福島原発では昨日(2011年3月29日)、放射線管理区域外である建屋の外にまで強力な放射能水が進出し、また敷地内でプルトニウムが微量検出されたことがわかった。もちろん、これもただちに健康への影響はないのだろう。誰もが知りたいのは、今後の日本社会・経済のために、こうした事態が一刻も早く食い止められるかどうかである。
コメンテイターで作家の落合恵子は「これまでの流れを見てると、シロウトとしては、手当をしようと頑張ってもできないまま、状況はより深刻になっていくような気がしてならない」と不安を口にする。
閉じ込め機能は低下
臨界事故を研究している中島健・京大原子炉実験所教授は、深刻さのなかに少しは明るさをも見いだしているようだ。炉心については「冷やす方は少しは効果が出てきている」と評価。水を入れて、炉心をある程度押さえ込めている(爆発的な事象を避けるためには最優先事項だろう)一方、放射能の「閉じ込め」機能がだんだんと持たなくなってきて、じわりじわりと漏れてきてる状況だという。
そして放射能ダダ漏れが懸念される使用済み燃料プールには、朗報があった。「専用の配管を通じて、2~4号機は水を定常的に入れられる」ようになったというのだ。しかも2、4号機はほぼ満水と考えられる状態だという。

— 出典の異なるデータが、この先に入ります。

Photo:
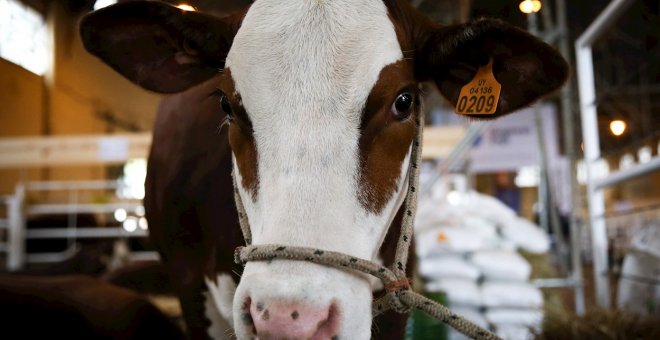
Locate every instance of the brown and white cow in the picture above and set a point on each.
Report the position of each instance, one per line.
(320, 98)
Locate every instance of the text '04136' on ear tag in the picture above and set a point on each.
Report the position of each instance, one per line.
(481, 95)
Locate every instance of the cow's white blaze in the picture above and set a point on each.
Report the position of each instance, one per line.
(304, 70)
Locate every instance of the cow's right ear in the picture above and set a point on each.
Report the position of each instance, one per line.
(158, 46)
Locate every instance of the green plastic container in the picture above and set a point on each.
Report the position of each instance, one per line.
(421, 326)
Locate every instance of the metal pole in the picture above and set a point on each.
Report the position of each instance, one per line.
(547, 213)
(16, 238)
(587, 91)
(569, 145)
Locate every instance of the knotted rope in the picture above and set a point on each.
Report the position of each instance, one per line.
(399, 296)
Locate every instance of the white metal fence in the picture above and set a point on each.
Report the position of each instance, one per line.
(70, 199)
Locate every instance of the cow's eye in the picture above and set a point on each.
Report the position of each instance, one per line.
(403, 105)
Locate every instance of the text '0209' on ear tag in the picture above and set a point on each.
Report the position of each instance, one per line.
(481, 95)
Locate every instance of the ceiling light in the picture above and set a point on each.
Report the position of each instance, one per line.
(618, 127)
(530, 6)
(186, 7)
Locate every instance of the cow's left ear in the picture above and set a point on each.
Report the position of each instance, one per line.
(158, 46)
(526, 67)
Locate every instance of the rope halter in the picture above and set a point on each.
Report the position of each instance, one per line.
(399, 295)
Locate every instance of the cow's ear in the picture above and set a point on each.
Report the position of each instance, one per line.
(158, 46)
(526, 67)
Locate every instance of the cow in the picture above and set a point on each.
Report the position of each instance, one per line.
(79, 307)
(316, 104)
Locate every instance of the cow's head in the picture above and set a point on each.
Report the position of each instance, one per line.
(321, 98)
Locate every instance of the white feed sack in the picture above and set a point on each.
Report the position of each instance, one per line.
(444, 240)
(511, 294)
(526, 235)
(502, 265)
(448, 266)
(638, 289)
(514, 332)
(515, 316)
(647, 239)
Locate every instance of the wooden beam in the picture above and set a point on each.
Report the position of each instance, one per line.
(72, 150)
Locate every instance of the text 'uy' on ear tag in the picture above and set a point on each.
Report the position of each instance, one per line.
(481, 95)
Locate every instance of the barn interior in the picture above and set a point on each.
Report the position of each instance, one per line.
(577, 177)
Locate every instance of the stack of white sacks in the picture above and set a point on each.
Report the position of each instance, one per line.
(467, 245)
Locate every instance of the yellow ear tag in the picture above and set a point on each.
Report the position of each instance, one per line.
(481, 95)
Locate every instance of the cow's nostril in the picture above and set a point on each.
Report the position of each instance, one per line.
(273, 320)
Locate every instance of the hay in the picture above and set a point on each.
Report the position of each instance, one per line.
(599, 324)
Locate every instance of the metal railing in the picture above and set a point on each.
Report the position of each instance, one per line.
(20, 211)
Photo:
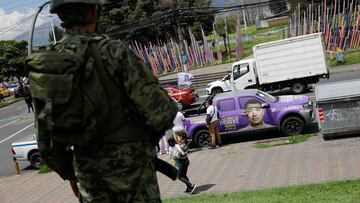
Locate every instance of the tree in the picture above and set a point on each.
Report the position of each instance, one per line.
(59, 33)
(277, 7)
(116, 14)
(12, 57)
(231, 22)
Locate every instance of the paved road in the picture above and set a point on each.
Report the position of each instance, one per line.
(16, 123)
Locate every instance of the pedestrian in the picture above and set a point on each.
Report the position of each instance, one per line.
(28, 98)
(174, 149)
(2, 98)
(212, 123)
(178, 124)
(163, 143)
(183, 162)
(99, 112)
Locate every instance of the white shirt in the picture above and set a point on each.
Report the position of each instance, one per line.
(185, 78)
(175, 151)
(178, 122)
(212, 111)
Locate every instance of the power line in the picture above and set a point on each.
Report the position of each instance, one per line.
(21, 6)
(190, 12)
(16, 24)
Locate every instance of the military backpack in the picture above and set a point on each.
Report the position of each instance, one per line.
(73, 93)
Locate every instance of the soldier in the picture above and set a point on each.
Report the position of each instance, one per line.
(111, 157)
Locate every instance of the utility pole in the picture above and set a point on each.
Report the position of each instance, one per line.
(31, 35)
(180, 36)
(243, 9)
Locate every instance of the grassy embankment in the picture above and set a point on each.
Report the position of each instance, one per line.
(339, 191)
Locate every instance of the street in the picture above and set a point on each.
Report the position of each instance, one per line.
(16, 123)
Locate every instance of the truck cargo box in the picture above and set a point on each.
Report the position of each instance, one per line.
(291, 58)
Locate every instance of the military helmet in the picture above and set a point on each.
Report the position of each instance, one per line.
(55, 4)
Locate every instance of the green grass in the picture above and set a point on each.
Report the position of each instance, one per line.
(351, 57)
(44, 169)
(339, 191)
(9, 101)
(291, 140)
(247, 46)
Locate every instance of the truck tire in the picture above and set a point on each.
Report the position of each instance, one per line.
(298, 87)
(36, 161)
(292, 126)
(216, 90)
(202, 138)
(179, 105)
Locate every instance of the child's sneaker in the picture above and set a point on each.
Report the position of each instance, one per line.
(191, 189)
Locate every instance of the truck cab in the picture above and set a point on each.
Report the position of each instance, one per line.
(243, 75)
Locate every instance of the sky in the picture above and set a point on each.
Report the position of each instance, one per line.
(16, 16)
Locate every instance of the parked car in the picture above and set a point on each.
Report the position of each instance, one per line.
(183, 95)
(252, 109)
(13, 88)
(218, 86)
(5, 92)
(26, 149)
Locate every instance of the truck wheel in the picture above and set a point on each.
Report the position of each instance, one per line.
(202, 138)
(292, 126)
(36, 161)
(216, 90)
(179, 105)
(298, 87)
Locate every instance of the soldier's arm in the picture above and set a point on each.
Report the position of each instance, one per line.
(143, 88)
(56, 155)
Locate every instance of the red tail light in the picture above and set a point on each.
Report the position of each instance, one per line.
(321, 114)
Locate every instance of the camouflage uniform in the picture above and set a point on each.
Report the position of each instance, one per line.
(120, 168)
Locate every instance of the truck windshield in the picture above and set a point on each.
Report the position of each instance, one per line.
(266, 96)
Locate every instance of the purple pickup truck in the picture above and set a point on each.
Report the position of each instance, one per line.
(252, 110)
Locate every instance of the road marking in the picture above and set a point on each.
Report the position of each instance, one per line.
(16, 133)
(9, 123)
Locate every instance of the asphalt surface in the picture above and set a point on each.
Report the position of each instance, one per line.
(16, 123)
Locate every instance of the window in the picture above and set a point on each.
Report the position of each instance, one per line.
(240, 70)
(227, 105)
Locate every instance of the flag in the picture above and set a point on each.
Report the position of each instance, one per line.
(239, 45)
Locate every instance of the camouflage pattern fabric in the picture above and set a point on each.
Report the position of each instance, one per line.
(121, 172)
(121, 168)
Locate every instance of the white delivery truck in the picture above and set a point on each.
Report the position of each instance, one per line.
(294, 62)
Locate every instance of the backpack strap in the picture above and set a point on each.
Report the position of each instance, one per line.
(100, 67)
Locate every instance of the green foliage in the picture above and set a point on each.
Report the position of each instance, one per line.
(338, 191)
(231, 22)
(291, 140)
(59, 33)
(351, 57)
(277, 7)
(117, 13)
(12, 56)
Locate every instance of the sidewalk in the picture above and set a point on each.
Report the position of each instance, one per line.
(234, 167)
(227, 67)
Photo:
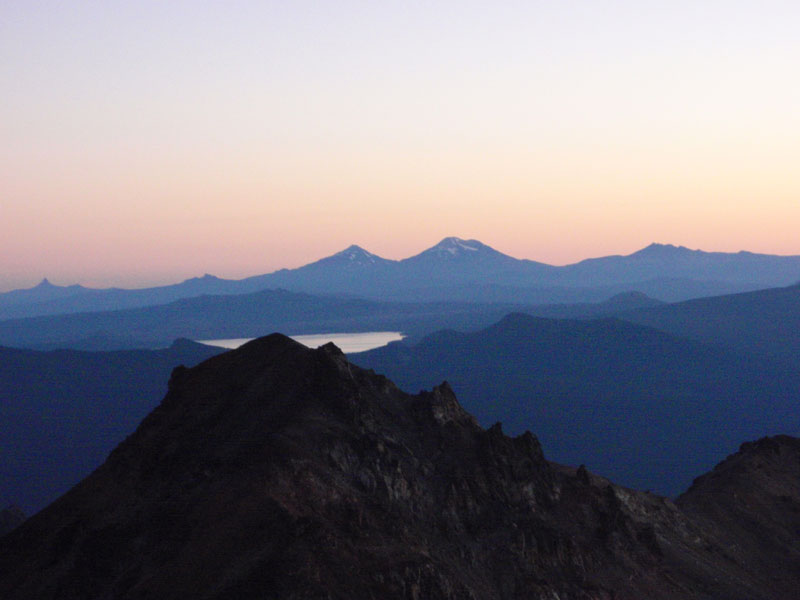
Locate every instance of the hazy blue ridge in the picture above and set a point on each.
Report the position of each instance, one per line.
(452, 270)
(62, 412)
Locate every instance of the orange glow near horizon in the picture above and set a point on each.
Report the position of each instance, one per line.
(265, 137)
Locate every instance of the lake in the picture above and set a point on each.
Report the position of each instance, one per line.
(347, 342)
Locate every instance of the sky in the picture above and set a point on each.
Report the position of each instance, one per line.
(142, 143)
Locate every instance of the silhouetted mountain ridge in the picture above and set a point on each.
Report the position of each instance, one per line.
(638, 405)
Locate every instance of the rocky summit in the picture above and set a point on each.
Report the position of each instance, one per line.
(275, 471)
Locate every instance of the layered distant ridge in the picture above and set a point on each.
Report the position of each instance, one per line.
(277, 471)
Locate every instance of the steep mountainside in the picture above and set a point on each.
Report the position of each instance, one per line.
(274, 471)
(62, 412)
(246, 315)
(643, 407)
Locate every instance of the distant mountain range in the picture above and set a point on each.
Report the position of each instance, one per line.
(276, 471)
(643, 407)
(452, 270)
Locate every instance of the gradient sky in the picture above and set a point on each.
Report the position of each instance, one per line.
(145, 142)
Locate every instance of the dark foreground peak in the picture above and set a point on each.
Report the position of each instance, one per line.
(276, 471)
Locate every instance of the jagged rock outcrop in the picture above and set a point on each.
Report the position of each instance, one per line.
(275, 471)
(10, 517)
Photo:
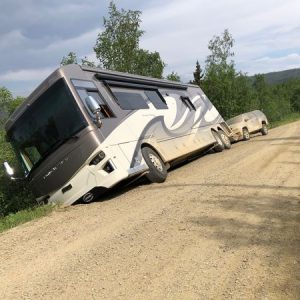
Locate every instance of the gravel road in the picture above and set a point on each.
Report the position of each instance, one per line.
(224, 226)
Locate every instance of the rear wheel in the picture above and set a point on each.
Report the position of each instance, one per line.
(264, 129)
(219, 146)
(225, 139)
(157, 168)
(246, 134)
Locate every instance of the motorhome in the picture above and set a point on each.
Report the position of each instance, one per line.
(83, 130)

建屋の爆発により、屋根の防水用アスファルトが落下して、プールの上に覆い被さってるらしい1号機はどうなんだとか、なぜ3号機は満水にならないのか、など懸念は絶えないものの、とにかくプールに継続的に水を入れられ、満水にできる可能性が判明したことは、不幸中の幸いというか、死中の福音とも言えるのではないか。